Krankenhausreform im Osten? Nicht umsetzbar!
Die Krankenhausreform werde die Situation nicht verbessern, sondern verschlechtern, erklärte er und führte als Beispiel seinen Wahlkreis in Westmecklenburg an. Dort würde es in der Folge der Reform „nicht nur keine diabetologische Versorgung mehr geben, sondern insgesamt keine Versorgung mehr“, kritisierte Monstadt. „Das Land ist zu dünn besiedelt, wir haben zu wenig Fälle. Die Reform funktioniert in den Flächenländern und gerade im Osten nicht.“
Am Wahlsonntag holte Monstadt dann die eigene Wählerrealität ein, wie er es bereits während des DDG Empfangs befürchtet hatte: Seinen Wahlkreis konnte er nicht gegen die AfD verteidigen. Für den Kampf gegen die Volkskrankheit wolle sich der frühere Berichterstatter für Diabetes der CDU, der selbst Typ-2-Diabetes hat und Insulin spritzt, aber weiter engagieren, hieß es.
„Wir brauchen mehr Ernsthaftigkeit der Gesundheitspolitik im Bereich Diabetes und mehr Prävention“, sagte DDG Präsident Professor Dr. Andreas Fritsche. Die Diabetologie sei hier „das Paradebeispiel für Prävention“, betonte er und verwies auf die politischen Forderungen der DDG (Agenda Diabetologie 2030) sowie den 6-Punkte-Plan des Wissenschaftsbündnisses DANK (s. S. 4).Von den 1.113 Krankenhäusern in Deutschland hätten 302 inzwischen ein DDG Zertifikat. Diese Diabeteszentren behandelten auch die kränkeren Patient*innen mit Diabetes, also jene mit mehr Komplikationen. Das hat eine Analyse der DDG (Zeitraum: 2021 bis 2023, knapp acht Mio. Krankenhausaufnahmen wegen Diabetes) gezeigt. Und noch mehr: Die Krankenhaussterblichkeit der Menschen mit der Hauptdiagnose Diabetes war in zertifizierten DDG Zentren signifikant geringer. „Wir haben Angst, dass diese Diabetes-Zentren, die im pädiatrischen und im Erwachsenenbereich heute existieren, durch die Krankenhausreform gefährdet sind“, so Prof. Fritsche. Er hofft, dass diese Zentren zumindest erhalten bleiben.

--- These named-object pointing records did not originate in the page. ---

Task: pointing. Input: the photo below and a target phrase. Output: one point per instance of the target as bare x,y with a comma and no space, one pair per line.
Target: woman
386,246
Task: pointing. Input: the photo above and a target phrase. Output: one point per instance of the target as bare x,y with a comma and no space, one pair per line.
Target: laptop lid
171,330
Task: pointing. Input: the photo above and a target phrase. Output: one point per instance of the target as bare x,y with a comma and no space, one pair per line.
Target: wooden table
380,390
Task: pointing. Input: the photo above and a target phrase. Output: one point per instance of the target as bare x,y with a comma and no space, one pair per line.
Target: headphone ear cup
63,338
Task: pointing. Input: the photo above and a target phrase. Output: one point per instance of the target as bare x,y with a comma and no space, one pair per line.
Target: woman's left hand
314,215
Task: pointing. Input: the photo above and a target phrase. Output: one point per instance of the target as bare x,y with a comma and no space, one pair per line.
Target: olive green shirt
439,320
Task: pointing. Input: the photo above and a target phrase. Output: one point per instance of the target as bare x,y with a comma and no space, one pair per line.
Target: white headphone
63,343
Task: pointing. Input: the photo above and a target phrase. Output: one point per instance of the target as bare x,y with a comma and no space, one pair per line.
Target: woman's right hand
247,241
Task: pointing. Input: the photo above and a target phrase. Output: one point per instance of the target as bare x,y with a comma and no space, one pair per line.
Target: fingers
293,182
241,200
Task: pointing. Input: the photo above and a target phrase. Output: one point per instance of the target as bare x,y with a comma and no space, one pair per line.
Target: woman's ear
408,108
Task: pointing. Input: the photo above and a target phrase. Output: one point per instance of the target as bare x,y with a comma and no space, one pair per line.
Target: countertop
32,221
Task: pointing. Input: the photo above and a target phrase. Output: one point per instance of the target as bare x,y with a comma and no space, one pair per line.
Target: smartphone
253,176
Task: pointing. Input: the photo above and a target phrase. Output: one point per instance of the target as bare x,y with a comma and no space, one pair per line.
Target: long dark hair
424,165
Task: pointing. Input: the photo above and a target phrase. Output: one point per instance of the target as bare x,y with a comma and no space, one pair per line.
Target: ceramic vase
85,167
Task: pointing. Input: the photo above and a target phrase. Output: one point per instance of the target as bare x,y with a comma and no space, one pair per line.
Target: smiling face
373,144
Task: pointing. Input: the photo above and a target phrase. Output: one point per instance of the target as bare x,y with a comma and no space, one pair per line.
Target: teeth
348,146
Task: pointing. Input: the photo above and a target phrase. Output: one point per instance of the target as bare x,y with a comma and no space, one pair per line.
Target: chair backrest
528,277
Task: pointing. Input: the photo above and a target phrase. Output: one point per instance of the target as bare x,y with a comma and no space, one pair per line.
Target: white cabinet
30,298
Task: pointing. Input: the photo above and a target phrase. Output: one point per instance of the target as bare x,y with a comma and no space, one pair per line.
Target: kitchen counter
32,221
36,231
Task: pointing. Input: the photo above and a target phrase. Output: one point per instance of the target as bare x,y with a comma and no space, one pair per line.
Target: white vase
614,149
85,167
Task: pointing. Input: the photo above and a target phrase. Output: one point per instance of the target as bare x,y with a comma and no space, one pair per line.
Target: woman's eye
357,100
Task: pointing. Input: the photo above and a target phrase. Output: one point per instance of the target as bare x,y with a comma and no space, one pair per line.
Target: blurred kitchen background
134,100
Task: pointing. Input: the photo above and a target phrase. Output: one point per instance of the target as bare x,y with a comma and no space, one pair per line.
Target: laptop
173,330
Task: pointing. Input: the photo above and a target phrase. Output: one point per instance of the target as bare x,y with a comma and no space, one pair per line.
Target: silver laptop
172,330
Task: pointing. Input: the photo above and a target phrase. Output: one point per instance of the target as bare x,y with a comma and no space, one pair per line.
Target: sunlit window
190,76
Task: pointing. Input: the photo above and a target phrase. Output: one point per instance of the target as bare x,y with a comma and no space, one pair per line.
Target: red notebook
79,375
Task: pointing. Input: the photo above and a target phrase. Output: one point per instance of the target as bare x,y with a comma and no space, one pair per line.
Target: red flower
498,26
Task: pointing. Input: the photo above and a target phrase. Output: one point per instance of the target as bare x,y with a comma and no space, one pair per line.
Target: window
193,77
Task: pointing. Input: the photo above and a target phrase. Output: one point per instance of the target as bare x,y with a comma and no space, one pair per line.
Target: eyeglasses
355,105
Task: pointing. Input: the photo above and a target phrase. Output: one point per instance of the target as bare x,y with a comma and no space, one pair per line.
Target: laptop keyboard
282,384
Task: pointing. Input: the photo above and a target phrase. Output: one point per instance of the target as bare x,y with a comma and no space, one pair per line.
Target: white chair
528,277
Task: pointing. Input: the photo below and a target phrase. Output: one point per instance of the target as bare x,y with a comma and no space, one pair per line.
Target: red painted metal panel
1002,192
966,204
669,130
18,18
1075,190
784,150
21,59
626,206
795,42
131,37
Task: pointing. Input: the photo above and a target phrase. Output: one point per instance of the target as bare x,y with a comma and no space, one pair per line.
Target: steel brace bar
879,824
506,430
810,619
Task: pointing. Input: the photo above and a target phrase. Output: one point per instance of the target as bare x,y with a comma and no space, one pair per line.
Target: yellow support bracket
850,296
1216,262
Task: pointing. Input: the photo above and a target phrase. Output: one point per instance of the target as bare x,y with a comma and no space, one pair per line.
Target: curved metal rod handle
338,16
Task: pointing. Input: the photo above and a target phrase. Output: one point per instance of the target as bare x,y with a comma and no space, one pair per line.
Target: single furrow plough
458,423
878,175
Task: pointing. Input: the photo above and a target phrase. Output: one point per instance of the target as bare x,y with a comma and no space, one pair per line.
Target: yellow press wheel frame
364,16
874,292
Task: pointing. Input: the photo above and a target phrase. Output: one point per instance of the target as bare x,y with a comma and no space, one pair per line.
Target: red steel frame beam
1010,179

„Ich glaube, dass es Unsinn ist, geradezu schwachsinnig, die existierenden Versorgungsstrukturen zu schleifen. Vor allem, wenn man Geld sparen möchte“, kommentierte BÄK-Präsident Dr. Klaus Reinhardt die Krankenhausreform – und sprach sich mit Blick auf den Typ-2-Diabetes erneut für die Zuckersteuer aus. Nicht durch die Krankenhausreform, sondern durch präventives Verhalten in der Gesellschaft ließe sich die Lebenserwartung steigern, sagte Dr. Gerald Gaß, Vorstandsvorsitzender der Deutschen Krankenhausgesellschaft. Ansonsten sei es „schwer zu erklären“, warum Griechenland eine höhere Lebenserwartung als Deutschland habe. An der griechischen Gesundheitsversorgung liege es sicher nicht, betonte er.
DSP: Rückgrat der ambulanten Diabetologie
Derzeit gebe es einen „kalten Strukturwandel“, erklärte Dr. Gaß. Die Krankenhäuser stünden „unter einem enormen wirtschaftlichen Druck, müssten „hart konsolidieren“.
Dazu zähle auch die Diabetesversorgung, bedauerte er. „Wir erleben, dass Versorgungsangebote unter die Räder kommen, von denen wir eigentlich überzeugt sind, dass sie erhalten bleiben und in einem geordneten Prozess über die Krankenhausplanung der Länder neu geordnet werden sollten.“ Beim „schnell beschlossenen“ Rumpf-GVSG“ könnten die DSP nur darauf hoffen, als „die Versorgungsstruktur und das Rückgrat der ambulanten Diabetologie erkannt zu werden“, sagte Antje Weichard aus dem DDG Vorstand, die auf eine entsprechende Entscheidung des Bewertungsausschusses setzt.